Lunch will be provided. This is an in-person event.
 
Speaker
David Simon is an associate professor of law at Northeastern University School of Law, where he teaches Torts, Drug and Device Innovation, and Administrative Law. David has served on the law faculty at Harvard Law School, GW Law, and the University of Kansas School of Law. David’s research focuses on intellectual property and healthcare, including various issues related to FDA-regulated drugs and devices. His work has appeared in the Emory Law Journal, the Georgia Law Review, the Oxford Journal of Legal Studies, the Yale Journal of Law & the Humanities, the Journal of Law and the Biosciences, JAMA, Nature Biotechnology, and the Journal of Law, Medicine & Ethics. 
 
Abstract
This talk argues that one of copyright’s core doctrines that provides authors with noneconomic rights—moral rights—lacks an adequate philosophical justification.
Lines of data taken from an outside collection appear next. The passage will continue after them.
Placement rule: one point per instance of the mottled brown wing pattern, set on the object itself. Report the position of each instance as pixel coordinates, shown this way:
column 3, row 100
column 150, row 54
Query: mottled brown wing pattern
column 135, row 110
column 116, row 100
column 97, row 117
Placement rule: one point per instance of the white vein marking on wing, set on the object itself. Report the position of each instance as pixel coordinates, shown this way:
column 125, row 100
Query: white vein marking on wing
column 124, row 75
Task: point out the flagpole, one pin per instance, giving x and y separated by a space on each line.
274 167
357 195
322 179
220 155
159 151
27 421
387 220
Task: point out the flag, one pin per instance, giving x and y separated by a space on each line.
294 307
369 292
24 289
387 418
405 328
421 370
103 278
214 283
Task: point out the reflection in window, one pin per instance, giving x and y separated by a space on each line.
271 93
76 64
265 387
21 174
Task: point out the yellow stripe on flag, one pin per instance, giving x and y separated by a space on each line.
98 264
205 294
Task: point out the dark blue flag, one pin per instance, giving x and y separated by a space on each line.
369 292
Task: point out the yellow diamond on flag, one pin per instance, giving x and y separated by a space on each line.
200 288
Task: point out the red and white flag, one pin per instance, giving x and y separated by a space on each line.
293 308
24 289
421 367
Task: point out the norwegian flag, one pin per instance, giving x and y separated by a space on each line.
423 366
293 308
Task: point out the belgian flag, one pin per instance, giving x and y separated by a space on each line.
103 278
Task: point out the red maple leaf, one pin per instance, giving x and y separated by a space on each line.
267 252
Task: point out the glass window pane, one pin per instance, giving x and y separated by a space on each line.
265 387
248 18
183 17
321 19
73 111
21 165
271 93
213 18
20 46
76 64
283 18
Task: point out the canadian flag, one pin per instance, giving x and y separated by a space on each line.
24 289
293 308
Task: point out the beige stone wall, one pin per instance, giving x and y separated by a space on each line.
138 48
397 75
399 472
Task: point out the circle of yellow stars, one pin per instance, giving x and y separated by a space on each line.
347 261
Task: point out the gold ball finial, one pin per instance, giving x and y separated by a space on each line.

While most of the rights copyright law provides to authors are justified on economic theory, moral rights are typically justified based on “personality theory.” The central idea underlying personality theory is this: when an author creates a work, she invests her “personality” in it, thereby creating a special relationship between the author and the product that is deserving of protection. But there are two problems. First, personality theorists have not adequately defined personality, leaving open questions about what, exactly, we are worried about protecting. Second, even if personality is sufficiently defined, personality theorists frequently fail to explain why its investment in a work justifies special legal rights. David’s paper asks whether a better way to conceptualize moral rights is to start with personal or reputational interests the law already recognizes, like those in tort and trademark law. He concludes that while these provide helpful guidance on how to structure a moral rights regime, it is not clear they support creating one.